= Wylie McKissock =

British neurosurgeon

Sir Wylie McKissock, OBE (27 October 1906 - 3 May 1994) was a British neurosurgeon. He set up the neurosurgical unit at the Atkinson Morley Hospital, was Britain's most prolific leucotomist (lobotomist), and president of the Society of British Neurological Surgeons.

McKissock was born in Staines, Surrey. His parents were Alexander Cathie McKissock and Rae Wylie. His father, originally from Lanarkshire, was a manager in a linoleum factory who wrote crime fiction under the name of Alan Graham and invented a machine for cutting sheets of material. McKissock went to the City of London School and studied medicine at King's College London and St George's Hospital Medical School in London, qualifying in 1930. His first positions were at St George's Hospital, Maida Vale Hospital for Nervous Diseases (where he began his neurosurgical career) and Great Ormond Street Hospital. In 1936 McKissock visited Stockholm to study Swedish neurosurgeon Herbert Olivecrona's work, and then spent a year (1937-1938) on a Rockefeller Foundation Fellowship in the United States and Canada. By this time he had a young family, having married Rachel Jones in 1934. The couple had two daughters and a son.

In 1939, at the outbreak of World War II, McKissock tried unsuccessfully to join the army as a neurosurgeon and instead was appointed to the neurosurgical unit at Leavesden Hospital. The unit later moved to the Atkinson Morley Hospital, Wimbledon, London, and for a time in 1944 was evacuated to Bath, Somerset. McKissock was appointed an OBE in 1946 for his neurosurgical work on casualties with brain injuries during the war. He became a consultant at St George's Hospital and was also given an appointment at the National Hospital for Neurology and Neurosurgery in Queen Square, London, which was merged with University College Hospital in the 1990s. Thus at the Atkinson Morley Hospital, which he was to run until his retirement in 1971, he operated on patients from St George's Hospital, Maida Vale Hospital, Great Ormond Street, Queen Square and University College Hospital, as well as accepting referrals from other hospitals.
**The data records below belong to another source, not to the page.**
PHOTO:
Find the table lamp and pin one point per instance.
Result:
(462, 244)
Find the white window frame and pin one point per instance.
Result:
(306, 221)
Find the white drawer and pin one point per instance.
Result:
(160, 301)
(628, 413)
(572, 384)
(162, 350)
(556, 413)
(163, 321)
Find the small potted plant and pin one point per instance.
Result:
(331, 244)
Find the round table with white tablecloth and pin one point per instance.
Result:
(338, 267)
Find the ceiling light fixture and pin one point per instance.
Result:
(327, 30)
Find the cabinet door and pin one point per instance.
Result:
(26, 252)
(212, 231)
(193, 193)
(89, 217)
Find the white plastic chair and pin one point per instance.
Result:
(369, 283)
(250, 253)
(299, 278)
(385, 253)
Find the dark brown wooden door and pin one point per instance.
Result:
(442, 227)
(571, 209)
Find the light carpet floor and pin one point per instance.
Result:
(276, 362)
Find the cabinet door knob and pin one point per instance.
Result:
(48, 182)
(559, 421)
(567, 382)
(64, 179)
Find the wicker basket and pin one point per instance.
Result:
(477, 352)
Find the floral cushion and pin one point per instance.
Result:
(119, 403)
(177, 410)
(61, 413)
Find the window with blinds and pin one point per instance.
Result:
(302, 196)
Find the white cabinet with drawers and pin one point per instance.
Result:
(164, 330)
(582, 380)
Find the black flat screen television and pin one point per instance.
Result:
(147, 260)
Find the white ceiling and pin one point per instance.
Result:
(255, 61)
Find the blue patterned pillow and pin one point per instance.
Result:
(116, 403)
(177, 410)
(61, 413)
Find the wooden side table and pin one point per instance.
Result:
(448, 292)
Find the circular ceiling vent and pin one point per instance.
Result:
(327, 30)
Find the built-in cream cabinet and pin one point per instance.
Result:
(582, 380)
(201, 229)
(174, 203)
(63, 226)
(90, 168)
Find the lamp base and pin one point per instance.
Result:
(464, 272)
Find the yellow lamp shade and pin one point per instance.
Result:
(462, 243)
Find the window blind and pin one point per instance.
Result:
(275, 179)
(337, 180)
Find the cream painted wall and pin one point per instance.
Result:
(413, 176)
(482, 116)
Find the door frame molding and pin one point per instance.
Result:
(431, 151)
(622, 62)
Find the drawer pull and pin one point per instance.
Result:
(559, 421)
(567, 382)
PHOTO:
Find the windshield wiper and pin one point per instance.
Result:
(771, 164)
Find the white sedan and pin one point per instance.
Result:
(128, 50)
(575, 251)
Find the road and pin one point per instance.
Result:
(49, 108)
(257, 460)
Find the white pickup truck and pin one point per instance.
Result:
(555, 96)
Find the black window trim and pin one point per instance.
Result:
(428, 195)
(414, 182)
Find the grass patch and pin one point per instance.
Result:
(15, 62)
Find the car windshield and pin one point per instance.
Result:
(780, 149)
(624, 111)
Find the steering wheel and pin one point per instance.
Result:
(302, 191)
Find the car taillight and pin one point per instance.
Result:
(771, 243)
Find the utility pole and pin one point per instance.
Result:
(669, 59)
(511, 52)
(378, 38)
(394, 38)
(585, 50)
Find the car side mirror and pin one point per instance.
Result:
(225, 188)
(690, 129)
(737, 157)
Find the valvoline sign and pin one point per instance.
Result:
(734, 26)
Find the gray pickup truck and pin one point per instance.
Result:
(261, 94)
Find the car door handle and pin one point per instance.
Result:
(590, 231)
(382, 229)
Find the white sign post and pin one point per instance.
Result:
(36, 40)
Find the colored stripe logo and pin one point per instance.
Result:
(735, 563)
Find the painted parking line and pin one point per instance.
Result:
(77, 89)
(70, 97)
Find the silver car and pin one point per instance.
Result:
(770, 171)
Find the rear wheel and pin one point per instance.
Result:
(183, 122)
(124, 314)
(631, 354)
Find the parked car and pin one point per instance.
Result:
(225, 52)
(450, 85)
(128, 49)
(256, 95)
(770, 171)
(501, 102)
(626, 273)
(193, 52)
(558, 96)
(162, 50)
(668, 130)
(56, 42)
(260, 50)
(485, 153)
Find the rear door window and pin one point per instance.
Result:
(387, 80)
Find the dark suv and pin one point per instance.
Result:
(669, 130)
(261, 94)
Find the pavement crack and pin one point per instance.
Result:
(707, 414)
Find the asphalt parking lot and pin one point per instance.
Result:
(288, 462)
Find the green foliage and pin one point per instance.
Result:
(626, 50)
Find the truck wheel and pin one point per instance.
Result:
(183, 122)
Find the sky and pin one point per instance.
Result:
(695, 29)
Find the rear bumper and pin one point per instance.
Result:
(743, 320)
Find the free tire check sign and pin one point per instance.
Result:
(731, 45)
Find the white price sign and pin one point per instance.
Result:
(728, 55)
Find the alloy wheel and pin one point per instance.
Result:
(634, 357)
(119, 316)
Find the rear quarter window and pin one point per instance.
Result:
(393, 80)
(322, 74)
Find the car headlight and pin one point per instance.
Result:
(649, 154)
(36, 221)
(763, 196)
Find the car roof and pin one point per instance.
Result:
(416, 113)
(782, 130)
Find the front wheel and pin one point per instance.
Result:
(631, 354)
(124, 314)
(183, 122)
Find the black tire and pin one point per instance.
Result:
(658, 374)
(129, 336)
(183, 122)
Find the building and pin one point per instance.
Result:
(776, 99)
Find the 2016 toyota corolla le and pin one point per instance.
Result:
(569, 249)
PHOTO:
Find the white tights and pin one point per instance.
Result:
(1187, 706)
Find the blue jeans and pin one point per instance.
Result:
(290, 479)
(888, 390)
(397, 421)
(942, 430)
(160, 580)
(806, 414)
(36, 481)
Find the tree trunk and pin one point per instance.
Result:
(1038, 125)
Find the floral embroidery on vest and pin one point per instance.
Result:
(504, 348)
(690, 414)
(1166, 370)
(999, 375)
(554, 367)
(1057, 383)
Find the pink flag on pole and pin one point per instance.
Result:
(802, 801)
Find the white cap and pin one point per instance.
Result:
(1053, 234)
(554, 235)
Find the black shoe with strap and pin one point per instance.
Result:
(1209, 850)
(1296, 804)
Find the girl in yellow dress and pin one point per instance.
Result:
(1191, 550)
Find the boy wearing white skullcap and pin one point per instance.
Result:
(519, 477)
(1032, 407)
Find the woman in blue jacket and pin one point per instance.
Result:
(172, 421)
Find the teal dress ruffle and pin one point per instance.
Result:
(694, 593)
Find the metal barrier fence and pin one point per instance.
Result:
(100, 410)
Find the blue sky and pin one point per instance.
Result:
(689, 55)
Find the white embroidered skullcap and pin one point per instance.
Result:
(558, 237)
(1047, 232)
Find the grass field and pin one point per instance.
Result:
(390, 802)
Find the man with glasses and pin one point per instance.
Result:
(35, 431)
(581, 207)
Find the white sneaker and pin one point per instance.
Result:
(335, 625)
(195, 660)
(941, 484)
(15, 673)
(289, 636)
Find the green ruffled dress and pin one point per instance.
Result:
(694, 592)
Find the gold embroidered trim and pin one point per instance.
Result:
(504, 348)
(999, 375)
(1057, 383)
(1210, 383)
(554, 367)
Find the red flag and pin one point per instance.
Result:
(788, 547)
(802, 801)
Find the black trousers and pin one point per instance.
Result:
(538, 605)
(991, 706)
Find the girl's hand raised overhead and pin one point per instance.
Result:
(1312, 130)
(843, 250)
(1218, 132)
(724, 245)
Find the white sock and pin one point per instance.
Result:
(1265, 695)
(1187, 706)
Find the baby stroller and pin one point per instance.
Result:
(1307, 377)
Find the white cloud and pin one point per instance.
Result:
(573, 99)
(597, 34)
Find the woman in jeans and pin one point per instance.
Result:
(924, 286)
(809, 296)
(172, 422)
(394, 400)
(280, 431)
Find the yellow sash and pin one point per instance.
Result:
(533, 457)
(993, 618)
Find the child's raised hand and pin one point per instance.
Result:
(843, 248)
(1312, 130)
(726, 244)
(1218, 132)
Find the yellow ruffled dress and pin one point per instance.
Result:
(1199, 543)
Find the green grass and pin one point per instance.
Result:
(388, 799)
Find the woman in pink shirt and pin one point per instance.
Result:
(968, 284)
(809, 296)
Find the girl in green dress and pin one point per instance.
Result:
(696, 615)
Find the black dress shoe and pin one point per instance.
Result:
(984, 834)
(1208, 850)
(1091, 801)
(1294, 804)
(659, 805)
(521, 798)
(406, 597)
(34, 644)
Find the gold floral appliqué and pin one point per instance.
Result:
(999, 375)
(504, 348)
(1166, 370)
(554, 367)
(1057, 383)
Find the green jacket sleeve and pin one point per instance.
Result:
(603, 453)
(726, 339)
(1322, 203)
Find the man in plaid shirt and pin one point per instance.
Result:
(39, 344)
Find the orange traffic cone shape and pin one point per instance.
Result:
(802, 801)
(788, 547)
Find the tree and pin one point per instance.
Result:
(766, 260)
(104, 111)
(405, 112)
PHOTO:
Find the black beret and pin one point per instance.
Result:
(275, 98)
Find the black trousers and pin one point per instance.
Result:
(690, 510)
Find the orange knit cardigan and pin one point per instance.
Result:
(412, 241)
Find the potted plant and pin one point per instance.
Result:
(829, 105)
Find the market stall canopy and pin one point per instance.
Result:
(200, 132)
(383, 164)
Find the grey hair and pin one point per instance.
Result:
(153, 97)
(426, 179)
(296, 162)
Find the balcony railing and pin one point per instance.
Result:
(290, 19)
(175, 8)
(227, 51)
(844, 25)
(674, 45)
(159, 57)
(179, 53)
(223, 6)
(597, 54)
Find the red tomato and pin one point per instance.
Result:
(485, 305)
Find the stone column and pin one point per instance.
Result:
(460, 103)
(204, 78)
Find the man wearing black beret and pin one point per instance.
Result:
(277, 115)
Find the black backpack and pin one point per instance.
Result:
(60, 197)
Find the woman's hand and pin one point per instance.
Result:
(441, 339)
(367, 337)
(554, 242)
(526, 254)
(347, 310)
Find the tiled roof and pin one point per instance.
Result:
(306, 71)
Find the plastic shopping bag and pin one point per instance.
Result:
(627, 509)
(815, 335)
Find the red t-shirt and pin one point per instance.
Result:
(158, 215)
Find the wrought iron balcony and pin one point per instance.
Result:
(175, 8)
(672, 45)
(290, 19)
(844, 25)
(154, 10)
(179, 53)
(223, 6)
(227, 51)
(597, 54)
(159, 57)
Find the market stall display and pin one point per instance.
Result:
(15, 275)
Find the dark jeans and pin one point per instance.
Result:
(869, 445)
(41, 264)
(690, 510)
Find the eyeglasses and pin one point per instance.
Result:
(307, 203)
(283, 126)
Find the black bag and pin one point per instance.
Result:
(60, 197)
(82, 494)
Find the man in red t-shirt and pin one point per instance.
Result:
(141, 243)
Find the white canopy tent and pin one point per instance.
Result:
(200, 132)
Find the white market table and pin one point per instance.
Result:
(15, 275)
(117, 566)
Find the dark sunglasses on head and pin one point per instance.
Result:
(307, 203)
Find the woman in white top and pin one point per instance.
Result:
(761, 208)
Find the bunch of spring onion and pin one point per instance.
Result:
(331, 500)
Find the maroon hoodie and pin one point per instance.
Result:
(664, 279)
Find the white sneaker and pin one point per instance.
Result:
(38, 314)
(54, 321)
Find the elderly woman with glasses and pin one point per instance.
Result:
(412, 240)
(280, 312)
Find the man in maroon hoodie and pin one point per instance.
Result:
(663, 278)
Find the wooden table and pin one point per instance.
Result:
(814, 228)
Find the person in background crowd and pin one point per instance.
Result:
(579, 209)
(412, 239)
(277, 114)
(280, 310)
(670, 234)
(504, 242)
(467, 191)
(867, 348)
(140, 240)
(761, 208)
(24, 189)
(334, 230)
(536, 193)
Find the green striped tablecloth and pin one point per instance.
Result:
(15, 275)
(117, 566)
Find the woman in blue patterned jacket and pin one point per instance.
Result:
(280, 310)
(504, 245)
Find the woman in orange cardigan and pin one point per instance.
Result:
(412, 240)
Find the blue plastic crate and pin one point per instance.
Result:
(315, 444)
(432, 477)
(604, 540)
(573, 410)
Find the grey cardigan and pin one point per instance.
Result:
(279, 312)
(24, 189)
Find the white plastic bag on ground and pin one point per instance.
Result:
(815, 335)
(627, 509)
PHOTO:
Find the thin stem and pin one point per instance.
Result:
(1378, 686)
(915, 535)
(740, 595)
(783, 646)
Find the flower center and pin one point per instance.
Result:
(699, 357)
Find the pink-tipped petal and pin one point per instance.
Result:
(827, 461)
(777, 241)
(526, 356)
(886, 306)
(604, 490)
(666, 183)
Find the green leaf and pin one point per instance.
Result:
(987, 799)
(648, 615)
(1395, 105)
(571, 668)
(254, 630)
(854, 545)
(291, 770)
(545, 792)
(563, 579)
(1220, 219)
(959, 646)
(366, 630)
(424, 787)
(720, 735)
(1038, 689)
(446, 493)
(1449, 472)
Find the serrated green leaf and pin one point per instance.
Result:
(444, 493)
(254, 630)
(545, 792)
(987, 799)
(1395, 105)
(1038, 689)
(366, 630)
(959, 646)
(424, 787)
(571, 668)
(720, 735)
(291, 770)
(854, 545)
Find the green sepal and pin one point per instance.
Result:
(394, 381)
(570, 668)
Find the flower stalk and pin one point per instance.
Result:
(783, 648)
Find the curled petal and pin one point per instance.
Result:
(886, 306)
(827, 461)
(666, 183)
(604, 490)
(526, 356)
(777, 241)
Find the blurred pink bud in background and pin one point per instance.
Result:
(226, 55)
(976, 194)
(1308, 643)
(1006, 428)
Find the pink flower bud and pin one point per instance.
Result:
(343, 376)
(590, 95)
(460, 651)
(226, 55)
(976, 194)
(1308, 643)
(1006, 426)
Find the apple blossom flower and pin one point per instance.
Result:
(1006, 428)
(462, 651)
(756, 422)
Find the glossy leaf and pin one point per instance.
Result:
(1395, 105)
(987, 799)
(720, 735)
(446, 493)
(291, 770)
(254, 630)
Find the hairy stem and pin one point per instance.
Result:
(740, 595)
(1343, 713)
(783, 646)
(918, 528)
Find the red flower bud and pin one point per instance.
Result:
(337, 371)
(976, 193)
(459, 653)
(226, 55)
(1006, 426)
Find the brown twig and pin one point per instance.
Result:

While at the Atkinson Morley Hospital, McKissock developed an extensive practice of psychosurgery, travelling to psychiatric hospitals all over the south of England, Wales and the Midlands. In the 1940s he favoured the standard Freeman-Watts leucotomy where holes were drilled in the side of the head and an instrument swept through the white matter to sever connections between the frontal lobes and the deeper structures in the brain. Here he describes the Freeman-Watts leucotomy and the speed at which he operated:

"This is not a time-consuming operation. A competent team in a well-organised mental hospital can do four such operations in 2-2½ hours. The actual bilateral prefrontal leucotomy can be done by a properly trained neurosurgeon in six minutes and seldom take more than ten minutes."
In 1948, in an attempt to reduce the risks and damaging effects of leucotomy, he developed a technique of his own, the rostral leucotomy, where the frontal lobes were approached from the top of the head. He still used the standard Freeman-Watts technique on some patients. By the late 1950s, he had performed about 3,000 leucotomies.

In 1966, McKissock became president of the Society of British Neurological Surgeons. He was awarded a knighthood on his retirement in 1971, after which he went to live in Scotland. Following the death of his wife in 1992, Wylie relocated to Brighton to live with his eldest daughter.